Good marketing sense is uncommon

Forget what you know.  Not all of it.   Just don’t apply common sense to marketing.  It fails.

Billions of dollars are squandered every year in the United States because people are using logic where it is inappropriate.   Most people in management are very comfortable using common sense to design an advertising approach and campaign.   They don’t even mind failing, as long as their actions seem somewhat ordinary.

Al and Laura Ries, renowned marketing experts, describe this “management think” as problematic.   In short, managers trying to be marketers are afraid to take a chance.

“On the side of common sense are the management people who approach every situation in a sane, sensible way,” the Ries duo writes in WAR IN THE BOARDROOM, Why Left-Brain Management and Right-Brain Marketing Don’t See Eye-to-Eye–and What to Do About It.   “Their emphasis is always on the product: ‘If we can produce a better product at a better price, we can win the battle.’

“What frustrates marketing people is the fact that management’s emphasis on common sense rules out the possibility there might be an illogical, un-commonsense ‘marketing idea’ that can drive the company’s business.”

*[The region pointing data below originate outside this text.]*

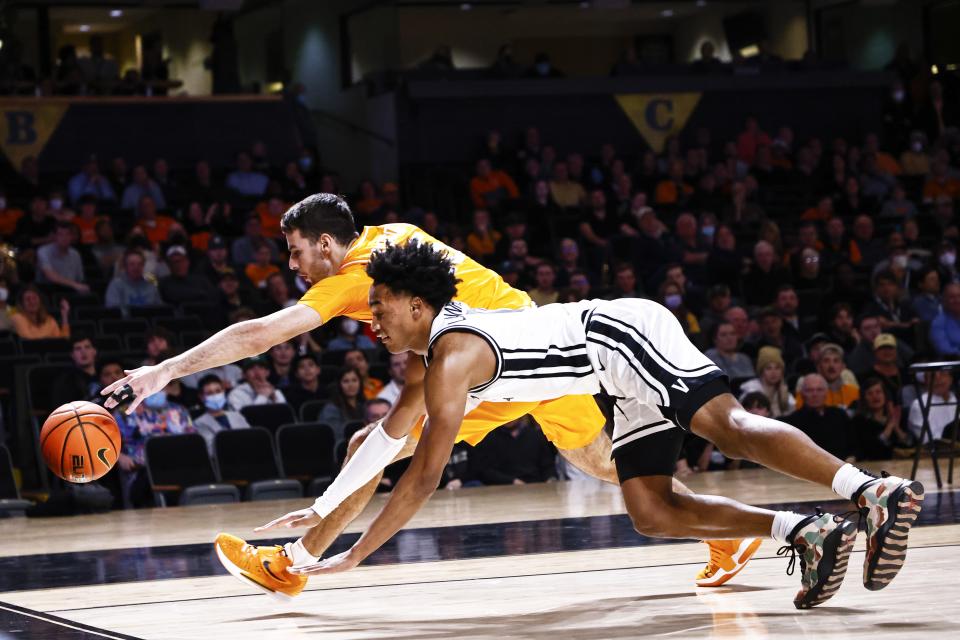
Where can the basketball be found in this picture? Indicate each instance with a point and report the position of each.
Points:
(80, 441)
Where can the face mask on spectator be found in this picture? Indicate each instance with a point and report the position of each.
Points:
(157, 400)
(350, 326)
(215, 401)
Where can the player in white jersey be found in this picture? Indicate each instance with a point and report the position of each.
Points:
(637, 351)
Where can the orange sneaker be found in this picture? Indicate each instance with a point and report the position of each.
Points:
(727, 558)
(263, 567)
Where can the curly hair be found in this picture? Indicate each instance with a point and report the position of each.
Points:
(415, 268)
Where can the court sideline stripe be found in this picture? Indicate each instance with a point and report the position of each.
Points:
(449, 581)
(70, 624)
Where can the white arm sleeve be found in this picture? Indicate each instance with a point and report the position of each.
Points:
(376, 452)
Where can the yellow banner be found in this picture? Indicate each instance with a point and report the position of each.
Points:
(657, 116)
(25, 129)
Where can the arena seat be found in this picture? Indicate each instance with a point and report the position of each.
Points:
(179, 465)
(246, 458)
(268, 416)
(306, 454)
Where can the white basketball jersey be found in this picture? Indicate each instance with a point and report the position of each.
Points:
(541, 353)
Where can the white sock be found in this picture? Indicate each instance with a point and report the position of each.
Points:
(848, 480)
(299, 554)
(784, 522)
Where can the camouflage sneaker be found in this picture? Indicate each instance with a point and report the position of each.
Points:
(890, 506)
(824, 543)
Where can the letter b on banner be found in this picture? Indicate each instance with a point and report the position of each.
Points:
(658, 116)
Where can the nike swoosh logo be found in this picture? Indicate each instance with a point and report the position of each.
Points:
(266, 567)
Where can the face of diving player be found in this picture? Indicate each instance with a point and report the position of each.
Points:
(401, 321)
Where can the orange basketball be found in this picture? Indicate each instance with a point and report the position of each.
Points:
(80, 441)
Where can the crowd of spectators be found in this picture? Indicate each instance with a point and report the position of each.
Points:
(811, 271)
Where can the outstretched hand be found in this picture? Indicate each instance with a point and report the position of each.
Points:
(301, 518)
(143, 381)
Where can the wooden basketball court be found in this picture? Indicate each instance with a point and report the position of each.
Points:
(538, 561)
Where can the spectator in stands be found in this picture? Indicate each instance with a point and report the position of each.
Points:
(155, 416)
(31, 320)
(258, 271)
(941, 408)
(349, 337)
(243, 249)
(940, 182)
(277, 294)
(244, 180)
(58, 263)
(724, 352)
(106, 251)
(896, 316)
(773, 334)
(483, 238)
(347, 403)
(37, 228)
(490, 187)
(6, 321)
(865, 250)
(885, 366)
(158, 342)
(516, 453)
(566, 193)
(306, 384)
(827, 426)
(156, 227)
(256, 387)
(875, 429)
(180, 287)
(770, 383)
(765, 276)
(945, 328)
(90, 181)
(80, 381)
(840, 329)
(926, 302)
(218, 416)
(142, 185)
(357, 359)
(898, 206)
(281, 360)
(625, 284)
(830, 366)
(398, 372)
(131, 288)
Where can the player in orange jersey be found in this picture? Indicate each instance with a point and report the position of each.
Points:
(327, 252)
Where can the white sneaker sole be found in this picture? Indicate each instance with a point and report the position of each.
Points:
(237, 573)
(740, 559)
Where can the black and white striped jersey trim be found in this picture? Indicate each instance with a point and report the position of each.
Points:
(497, 352)
(553, 362)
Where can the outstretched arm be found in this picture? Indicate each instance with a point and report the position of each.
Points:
(460, 362)
(238, 341)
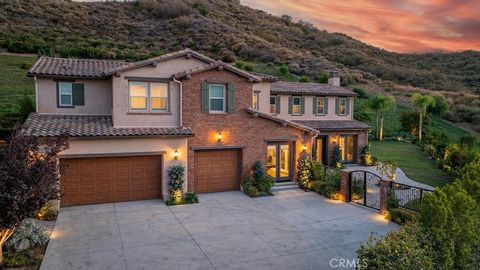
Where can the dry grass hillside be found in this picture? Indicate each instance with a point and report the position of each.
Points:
(227, 30)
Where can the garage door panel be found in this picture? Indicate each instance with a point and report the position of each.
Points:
(216, 171)
(111, 179)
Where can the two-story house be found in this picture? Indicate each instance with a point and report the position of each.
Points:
(129, 122)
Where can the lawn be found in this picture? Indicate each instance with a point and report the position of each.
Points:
(412, 161)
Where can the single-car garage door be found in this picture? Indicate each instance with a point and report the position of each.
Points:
(111, 179)
(216, 171)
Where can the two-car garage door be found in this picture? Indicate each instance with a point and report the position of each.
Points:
(111, 179)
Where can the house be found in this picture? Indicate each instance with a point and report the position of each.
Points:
(129, 122)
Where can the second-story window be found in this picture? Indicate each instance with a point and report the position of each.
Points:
(217, 98)
(320, 106)
(255, 100)
(146, 96)
(273, 105)
(342, 106)
(297, 106)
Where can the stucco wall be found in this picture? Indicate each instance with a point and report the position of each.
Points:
(135, 145)
(98, 97)
(122, 117)
(309, 115)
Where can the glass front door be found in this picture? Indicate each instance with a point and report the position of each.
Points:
(279, 161)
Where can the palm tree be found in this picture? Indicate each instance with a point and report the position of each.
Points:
(380, 104)
(422, 103)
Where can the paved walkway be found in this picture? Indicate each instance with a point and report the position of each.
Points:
(291, 230)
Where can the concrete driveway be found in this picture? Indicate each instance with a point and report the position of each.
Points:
(291, 230)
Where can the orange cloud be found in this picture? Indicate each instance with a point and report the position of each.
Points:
(400, 26)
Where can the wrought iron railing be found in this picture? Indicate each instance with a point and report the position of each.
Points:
(409, 197)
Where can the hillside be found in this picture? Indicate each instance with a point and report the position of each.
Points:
(227, 30)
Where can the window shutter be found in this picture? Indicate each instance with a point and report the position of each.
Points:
(277, 104)
(231, 98)
(290, 105)
(336, 106)
(78, 94)
(325, 104)
(302, 107)
(348, 106)
(205, 97)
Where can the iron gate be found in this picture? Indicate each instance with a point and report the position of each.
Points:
(365, 189)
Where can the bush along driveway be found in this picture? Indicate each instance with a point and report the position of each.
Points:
(291, 230)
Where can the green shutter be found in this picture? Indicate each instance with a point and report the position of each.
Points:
(205, 97)
(325, 104)
(347, 101)
(290, 105)
(302, 106)
(231, 98)
(78, 94)
(336, 106)
(277, 103)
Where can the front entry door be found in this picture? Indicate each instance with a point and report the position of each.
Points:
(279, 161)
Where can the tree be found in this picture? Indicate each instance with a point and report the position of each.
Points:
(422, 103)
(28, 179)
(380, 104)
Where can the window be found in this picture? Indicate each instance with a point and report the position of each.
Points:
(65, 94)
(255, 101)
(320, 105)
(273, 104)
(145, 96)
(342, 106)
(217, 98)
(297, 106)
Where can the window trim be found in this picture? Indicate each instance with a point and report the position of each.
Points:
(148, 105)
(323, 107)
(299, 105)
(345, 106)
(274, 105)
(224, 110)
(59, 95)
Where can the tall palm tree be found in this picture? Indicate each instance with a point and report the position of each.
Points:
(380, 104)
(422, 103)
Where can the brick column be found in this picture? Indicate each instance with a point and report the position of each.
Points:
(383, 195)
(344, 185)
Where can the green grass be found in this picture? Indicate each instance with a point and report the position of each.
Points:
(412, 161)
(14, 83)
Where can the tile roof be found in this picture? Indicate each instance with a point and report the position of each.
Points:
(282, 87)
(216, 64)
(281, 120)
(46, 125)
(323, 125)
(88, 68)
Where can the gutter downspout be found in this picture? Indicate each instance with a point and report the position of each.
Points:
(181, 94)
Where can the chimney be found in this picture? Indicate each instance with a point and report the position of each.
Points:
(334, 78)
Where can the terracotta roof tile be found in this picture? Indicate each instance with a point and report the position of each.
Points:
(299, 88)
(323, 125)
(46, 125)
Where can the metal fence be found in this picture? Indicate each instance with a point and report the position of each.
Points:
(409, 197)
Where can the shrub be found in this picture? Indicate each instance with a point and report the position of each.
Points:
(406, 249)
(403, 216)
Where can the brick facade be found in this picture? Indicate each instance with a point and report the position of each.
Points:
(239, 129)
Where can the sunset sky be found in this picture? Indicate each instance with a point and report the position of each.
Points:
(400, 26)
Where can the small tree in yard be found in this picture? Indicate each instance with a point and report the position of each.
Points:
(29, 171)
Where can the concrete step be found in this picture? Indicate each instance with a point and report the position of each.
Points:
(284, 186)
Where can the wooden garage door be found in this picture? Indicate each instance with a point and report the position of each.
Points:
(111, 179)
(216, 171)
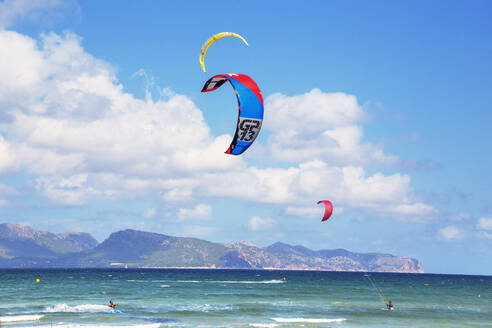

Examples of commonsense failures abound.

Xerox, the widely known innovator and market leader in copiers, decided to get itself into mainframe computers.   WAR IN THE BOARDROOM reports the company spent nearly a billion dollars to buy Scientific Data Systems to realize its goal.   The copier company, however, determined Xerox was a better name. It had recognition value.

That was true.  What it didn’t have was a reputation in the new field.  It failed to build one.

Using an established name on a new product line is very popular among commonsense management folks.

Kodak did it, too. The photographic film giant expanded to the copier arena, challenging (who else?) Xerox. Why would anyone think a Kodak copier is the one to buy when Xerox is firmly established in people’s minds as the market leader?   Of course, some people bought Kodak copiers.   But on the national and worldwide scale, it takes a leadership role to be profitable.

It certainly looks like this is a game for Fortune 500 businesses with tons of cash to wager.  But small companies can, and do, grow to be very large when they pursue the right marketing strategy.  Consider this final example.

When IBM jumped into the personal computer business, it kept its name for the same reasons as Xerox and Kodak.   You may remember that, in the early stages of the PC market’s development, all such DOS-operated computers were known as “IBM” or “IBM clones.”

It might seem logical that IBM would easily remain the market leader. And common sense would say a college student with an idea would be unable to wrestle away the top position from a multi-billion-dollar corporation.   But Michael Dell did exactly that.

Product name is but one area where common sense ruins marketing potential.   Other factors will be explored in future articles.